Lavorare per pochi soldi oppure cambiare lavoro. È questa la situazione di molti educatori della città Milano costretti a lasciare il proprio lavoro in cambio di un impiego  con un  salario più dignitoso  per vivere, invece che sopravvivere.

Una situazione grave, in cui versano tantissime persone qualificate che  vedono la propria occupazione un impiego  sempre meno  valorizzato. A subire sono anche chi ne   usufruisce : disabili, studenti  e tanti altri in cui la figura  professionale di chi educa  è davvero essenziale.

Rocco Carta, educatore professionale, è sempre più stanco di questa situazione: Sono anni che la situazione va peggiorando. Gli educatori professionali si formano continuamente e mettono la loro professionalità a disposizione degli utenti dei servizi.

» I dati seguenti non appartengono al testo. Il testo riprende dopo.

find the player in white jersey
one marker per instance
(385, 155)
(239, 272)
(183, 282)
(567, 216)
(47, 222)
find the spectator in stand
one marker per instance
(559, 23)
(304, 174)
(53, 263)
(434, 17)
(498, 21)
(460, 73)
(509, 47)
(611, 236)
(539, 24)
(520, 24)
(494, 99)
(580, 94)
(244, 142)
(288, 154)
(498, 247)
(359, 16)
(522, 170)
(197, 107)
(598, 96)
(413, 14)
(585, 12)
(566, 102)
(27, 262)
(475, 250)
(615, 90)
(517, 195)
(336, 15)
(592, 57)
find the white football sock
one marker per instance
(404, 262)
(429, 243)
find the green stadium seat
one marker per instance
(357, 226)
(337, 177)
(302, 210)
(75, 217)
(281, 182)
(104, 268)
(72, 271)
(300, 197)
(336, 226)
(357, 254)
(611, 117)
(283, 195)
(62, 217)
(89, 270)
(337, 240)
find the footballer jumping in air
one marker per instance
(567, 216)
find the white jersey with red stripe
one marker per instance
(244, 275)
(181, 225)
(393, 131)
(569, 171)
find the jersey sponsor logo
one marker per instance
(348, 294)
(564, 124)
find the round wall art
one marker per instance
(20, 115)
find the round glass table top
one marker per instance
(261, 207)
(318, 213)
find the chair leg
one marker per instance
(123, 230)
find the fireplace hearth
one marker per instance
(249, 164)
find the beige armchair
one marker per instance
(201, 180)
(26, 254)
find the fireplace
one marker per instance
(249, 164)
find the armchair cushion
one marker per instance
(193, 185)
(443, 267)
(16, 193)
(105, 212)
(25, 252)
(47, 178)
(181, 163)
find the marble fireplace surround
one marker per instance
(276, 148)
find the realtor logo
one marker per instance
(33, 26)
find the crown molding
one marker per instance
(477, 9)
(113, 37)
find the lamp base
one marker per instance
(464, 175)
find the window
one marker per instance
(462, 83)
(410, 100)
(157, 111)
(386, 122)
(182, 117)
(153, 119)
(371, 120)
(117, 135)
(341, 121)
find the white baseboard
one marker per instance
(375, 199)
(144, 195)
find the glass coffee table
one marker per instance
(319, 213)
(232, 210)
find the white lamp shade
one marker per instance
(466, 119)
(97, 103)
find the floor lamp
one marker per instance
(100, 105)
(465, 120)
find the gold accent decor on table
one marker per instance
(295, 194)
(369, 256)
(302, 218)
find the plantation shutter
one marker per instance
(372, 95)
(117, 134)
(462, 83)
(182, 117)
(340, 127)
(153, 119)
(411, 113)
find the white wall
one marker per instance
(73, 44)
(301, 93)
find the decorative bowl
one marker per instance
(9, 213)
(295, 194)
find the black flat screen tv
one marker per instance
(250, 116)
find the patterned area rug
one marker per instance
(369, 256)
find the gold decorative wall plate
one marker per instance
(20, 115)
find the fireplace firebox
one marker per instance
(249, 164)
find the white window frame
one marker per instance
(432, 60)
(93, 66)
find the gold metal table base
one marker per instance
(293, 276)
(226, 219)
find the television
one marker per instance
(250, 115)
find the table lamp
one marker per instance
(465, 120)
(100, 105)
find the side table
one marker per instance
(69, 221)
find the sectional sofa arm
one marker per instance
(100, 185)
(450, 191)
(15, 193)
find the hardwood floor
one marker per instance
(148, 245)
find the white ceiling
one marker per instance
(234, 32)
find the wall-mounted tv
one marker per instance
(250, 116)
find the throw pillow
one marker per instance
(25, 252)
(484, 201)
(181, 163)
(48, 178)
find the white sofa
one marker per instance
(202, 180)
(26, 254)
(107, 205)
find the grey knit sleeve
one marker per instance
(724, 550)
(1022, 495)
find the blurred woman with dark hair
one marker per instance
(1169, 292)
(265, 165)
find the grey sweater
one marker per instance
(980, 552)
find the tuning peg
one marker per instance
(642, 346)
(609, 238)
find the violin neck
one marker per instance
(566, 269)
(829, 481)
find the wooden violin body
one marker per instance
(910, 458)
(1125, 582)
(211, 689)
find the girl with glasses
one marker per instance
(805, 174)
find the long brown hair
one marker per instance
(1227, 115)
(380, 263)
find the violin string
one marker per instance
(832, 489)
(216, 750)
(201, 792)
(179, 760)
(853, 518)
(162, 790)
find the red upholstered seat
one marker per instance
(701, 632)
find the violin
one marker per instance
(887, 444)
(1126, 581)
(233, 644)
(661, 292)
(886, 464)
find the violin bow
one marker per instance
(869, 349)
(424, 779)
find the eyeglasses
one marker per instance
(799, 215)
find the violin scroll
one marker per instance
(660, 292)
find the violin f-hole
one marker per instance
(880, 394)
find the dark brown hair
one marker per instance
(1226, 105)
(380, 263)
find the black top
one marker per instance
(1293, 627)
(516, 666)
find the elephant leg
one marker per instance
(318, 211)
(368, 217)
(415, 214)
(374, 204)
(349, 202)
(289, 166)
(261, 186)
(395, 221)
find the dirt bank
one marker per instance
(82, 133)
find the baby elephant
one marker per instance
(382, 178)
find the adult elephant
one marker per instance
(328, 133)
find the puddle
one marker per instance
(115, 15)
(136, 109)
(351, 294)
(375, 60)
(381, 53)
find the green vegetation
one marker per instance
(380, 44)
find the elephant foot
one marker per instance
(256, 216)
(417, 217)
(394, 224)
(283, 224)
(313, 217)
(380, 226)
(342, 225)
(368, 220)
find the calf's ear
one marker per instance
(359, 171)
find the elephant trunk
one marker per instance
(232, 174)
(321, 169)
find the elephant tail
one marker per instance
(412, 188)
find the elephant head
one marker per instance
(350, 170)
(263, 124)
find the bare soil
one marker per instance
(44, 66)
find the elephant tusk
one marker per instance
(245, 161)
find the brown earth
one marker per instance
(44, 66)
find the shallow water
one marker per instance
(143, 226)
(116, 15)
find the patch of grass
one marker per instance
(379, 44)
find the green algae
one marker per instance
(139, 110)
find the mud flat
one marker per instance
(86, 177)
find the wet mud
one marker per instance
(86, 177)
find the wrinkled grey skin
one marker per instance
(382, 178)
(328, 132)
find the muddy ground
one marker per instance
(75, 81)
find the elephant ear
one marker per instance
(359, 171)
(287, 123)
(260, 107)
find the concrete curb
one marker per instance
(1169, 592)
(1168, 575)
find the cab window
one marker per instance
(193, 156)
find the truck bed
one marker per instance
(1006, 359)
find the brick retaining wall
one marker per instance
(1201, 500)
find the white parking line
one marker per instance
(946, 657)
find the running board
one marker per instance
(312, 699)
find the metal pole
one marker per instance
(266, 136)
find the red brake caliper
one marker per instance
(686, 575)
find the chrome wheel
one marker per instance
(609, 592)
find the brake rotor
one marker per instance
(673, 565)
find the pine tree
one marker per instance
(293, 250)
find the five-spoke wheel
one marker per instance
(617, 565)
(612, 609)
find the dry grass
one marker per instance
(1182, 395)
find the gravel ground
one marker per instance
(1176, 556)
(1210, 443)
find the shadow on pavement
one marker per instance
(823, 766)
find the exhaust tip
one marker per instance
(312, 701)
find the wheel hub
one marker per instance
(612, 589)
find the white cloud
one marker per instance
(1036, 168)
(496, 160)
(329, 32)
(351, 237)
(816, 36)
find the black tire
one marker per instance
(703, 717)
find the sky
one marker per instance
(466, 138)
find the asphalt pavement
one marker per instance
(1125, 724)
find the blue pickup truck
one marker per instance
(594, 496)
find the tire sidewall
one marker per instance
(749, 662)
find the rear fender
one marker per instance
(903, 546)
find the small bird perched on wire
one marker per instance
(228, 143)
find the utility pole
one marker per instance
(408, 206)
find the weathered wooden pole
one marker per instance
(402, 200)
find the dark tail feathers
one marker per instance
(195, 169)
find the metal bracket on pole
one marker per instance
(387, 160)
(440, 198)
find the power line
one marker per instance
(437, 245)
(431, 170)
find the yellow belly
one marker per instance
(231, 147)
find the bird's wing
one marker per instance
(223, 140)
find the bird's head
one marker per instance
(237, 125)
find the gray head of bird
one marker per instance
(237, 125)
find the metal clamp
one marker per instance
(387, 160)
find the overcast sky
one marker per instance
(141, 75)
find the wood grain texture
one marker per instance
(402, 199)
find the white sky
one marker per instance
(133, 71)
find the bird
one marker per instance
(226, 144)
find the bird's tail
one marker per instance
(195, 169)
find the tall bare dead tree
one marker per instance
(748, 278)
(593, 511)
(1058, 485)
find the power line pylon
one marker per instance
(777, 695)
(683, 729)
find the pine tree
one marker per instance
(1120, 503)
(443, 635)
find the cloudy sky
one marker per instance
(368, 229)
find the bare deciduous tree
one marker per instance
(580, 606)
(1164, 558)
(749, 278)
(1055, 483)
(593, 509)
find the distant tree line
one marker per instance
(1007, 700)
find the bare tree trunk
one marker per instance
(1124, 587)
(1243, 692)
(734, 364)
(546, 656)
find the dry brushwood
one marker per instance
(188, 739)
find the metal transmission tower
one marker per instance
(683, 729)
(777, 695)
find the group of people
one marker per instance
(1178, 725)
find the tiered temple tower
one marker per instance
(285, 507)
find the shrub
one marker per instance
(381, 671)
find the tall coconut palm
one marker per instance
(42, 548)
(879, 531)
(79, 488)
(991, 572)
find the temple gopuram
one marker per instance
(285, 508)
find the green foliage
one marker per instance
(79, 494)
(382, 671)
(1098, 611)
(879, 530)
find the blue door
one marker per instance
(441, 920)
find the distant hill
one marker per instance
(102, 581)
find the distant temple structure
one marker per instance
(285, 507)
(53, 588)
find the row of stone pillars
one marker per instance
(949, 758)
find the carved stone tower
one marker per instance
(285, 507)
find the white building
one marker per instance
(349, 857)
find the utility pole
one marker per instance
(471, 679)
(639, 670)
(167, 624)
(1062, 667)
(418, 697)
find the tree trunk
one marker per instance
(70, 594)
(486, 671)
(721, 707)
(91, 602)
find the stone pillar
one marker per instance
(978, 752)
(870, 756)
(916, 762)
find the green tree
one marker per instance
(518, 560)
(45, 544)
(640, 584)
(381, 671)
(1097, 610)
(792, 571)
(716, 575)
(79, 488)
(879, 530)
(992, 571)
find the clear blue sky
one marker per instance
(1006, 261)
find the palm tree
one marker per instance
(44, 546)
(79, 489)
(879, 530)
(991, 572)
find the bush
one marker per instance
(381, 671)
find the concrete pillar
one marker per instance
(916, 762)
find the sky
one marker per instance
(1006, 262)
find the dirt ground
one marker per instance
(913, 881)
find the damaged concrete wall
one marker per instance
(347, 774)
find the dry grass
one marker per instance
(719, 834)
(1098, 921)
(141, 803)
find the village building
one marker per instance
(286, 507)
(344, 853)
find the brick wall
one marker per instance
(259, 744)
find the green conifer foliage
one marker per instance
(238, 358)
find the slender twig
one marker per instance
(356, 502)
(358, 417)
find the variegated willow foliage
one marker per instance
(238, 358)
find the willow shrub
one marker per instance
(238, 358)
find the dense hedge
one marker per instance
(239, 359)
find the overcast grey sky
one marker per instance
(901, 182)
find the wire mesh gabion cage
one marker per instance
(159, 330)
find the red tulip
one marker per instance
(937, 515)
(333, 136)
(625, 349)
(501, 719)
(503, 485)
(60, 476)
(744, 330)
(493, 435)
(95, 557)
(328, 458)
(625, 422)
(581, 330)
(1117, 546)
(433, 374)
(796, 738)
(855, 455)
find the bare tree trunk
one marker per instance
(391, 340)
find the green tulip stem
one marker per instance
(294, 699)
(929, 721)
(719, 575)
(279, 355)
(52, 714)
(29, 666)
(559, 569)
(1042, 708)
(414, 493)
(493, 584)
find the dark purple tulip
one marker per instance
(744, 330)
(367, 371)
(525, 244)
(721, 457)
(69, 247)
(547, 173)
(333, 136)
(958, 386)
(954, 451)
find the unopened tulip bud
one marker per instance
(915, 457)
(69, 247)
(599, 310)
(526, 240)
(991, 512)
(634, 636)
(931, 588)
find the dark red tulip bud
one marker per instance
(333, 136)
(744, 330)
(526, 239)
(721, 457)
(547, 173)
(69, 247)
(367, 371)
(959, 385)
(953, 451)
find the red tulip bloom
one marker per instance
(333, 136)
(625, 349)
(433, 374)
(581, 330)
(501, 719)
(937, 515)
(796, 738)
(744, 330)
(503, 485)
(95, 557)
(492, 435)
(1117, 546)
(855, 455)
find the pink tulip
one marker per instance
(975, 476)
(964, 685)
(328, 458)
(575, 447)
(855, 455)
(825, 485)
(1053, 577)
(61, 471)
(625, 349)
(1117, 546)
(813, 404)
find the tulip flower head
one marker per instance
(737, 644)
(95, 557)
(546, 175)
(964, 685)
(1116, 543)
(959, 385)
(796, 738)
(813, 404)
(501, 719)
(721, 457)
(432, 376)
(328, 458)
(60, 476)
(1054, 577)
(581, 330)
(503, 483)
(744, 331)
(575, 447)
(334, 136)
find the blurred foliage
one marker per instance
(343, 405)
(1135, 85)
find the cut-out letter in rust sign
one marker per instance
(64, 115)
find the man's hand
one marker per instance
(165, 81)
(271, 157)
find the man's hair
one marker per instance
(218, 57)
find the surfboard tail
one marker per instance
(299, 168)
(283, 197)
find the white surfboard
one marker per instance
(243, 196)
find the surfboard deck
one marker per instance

A questa preparazione e impegno costante, non corrispondono stipendi adeguati seguiti anche dalla costante ricerca di ore per poter eseguire il proprio lavoro e in alcuni ambiti da turni doppi o turni massacranti. Parlando con molti colleghi che mi hanno scritto da molte parti d'Italia, la situazione è diventata talmente esasperata da costringerli a cambiare mestiere, dopo anni di studio e di energie spese.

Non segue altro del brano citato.